By Ed McKeown
In the company of a sage, I found a deeper meaning in the simple act of giving thanks before a meal.
For most of the twentieth century, the British philosopher Paul Brunton (1898–1981) researched and wrote about the ways in which people might open themselves to what he called the miracle of grace. His books about the spiritual journey—most notably The Quest of the Overself, The Hidden Teaching Beyond Yoga, and The Wisdom of the Overself—offer hope, insight, and practical instruction to seekers who “ardently long for a divine enlargement of experience.”
Toward the end of his life, PB (as he was familiarly known) lived in semi-seclusion, privately pursuing his spiritual practices, corresponding with acquaintances around the world, traveling occasionally, granting interviews from time to time, and writing—always writing.

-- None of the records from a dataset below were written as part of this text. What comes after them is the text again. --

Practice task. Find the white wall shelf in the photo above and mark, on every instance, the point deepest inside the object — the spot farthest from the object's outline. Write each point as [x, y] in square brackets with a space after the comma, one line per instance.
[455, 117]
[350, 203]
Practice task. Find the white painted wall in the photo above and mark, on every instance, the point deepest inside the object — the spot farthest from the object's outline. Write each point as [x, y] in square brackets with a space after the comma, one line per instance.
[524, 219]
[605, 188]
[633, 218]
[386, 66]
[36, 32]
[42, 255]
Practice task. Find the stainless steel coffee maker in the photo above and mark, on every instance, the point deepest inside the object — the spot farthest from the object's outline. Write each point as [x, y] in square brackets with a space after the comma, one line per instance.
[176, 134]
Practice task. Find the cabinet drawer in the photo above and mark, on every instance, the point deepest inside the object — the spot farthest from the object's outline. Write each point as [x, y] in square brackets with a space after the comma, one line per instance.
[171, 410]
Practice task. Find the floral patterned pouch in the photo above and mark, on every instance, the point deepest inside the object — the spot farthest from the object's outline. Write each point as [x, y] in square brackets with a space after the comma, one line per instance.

In 1979, PB was 81 and living alone near Vevey, Switzerland. I had served as his appointment secretary for a short time a few years earlier during what would turn out to be his last visit to the United States. Having learned of his current circumstances and hoping that he might accept a bit of help, I wrote to him to ask whether I might be of assistance to him. Two weeks later I found myself settling into a well-worn pension in Vevey with Lake Geneva just beyond my window, the French Alps rising pristinely in the distance, and PB’s apartment a short trolley ride away.

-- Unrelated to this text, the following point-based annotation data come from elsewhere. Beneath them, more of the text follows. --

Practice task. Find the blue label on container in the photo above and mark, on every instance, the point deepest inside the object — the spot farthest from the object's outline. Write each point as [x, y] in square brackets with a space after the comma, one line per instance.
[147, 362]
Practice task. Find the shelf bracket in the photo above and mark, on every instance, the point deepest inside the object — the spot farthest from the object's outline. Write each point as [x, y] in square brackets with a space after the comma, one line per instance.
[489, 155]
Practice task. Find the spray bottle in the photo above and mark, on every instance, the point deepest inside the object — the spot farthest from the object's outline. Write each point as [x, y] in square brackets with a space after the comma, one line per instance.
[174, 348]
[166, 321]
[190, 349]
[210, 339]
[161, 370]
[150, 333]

For the next six months I spent most of each day with PB, assisting him with his correspondence, shopping for groceries, running errands, and sometimes accompanying him to a nearby storage facility, where he spent several hours each week sorting through his literary archives and the sizable collection of books, artifacts, and other items he had acquired during his long career.
PB’s most recent book, The Spiritual Crisis of Man, had appeared in 1953. He had continued to write, of course, and when I was with him he was in the early stages of organizing his voluminous unpublished work for what he called his final book, his “summing up.” He would continue to edit and add to this body of writing until his death, two years later. Although his “summing up” book was not to be, Larson Publications would later expand the project and publish much of this material—adhering closely to the plan PB had established—as the sixteen-volume series entitled The Notebooks of Paul Brunton.
PB maintained a highly functional home office and a disciplined workday. Dressed in jacket and tie, he worked tirelessly and efficiently, usually pausing only for scheduled meal breaks and, of course, afternoon tea. At mealtimes I prepared simple vegan fare for the two of us, and as we ate and talked I often jotted notes in a notebook that I kept close at hand. Many of my notes concerned mundane tasks: reminders to purchase needed items or directions to a particular vegetable market or hardware store. Others, scribbled discreetly between bites, were more sublime.
PB began every lunch and dinner by bowing his head and saying grace. He spoke softly and slowly, sometimes pausing for a few moments between words. He usually repeated the same prayer, varying only one phrase: “For this food to nourish the physical body and sustain its strength, and for __________, we are thankful [or grateful], O mind of the world.” After finishing this brief grace, PB always allowed the silence to deepen for a short time, and then we began the meal.
I was struck by the enormity as well as the simplicity of these gentle prayers of thanksgiving. I soon began the mealtime practice of recording the varied phrase, the particular blessing of the day, in my notebook. As my stay in Vevey grew longer, I became aware that I was amassing a veritable litany of the ways in which grace might flower in one’s life.
These many years later, as I revisit this gift that PB gave to me, I can still recall the deepening silence in that room, can still see the sunlight spilling warmly across the carpet. I’ve come to understand that being aware of grace, and remembering to be grateful for it, is perhaps the greatest grace of all.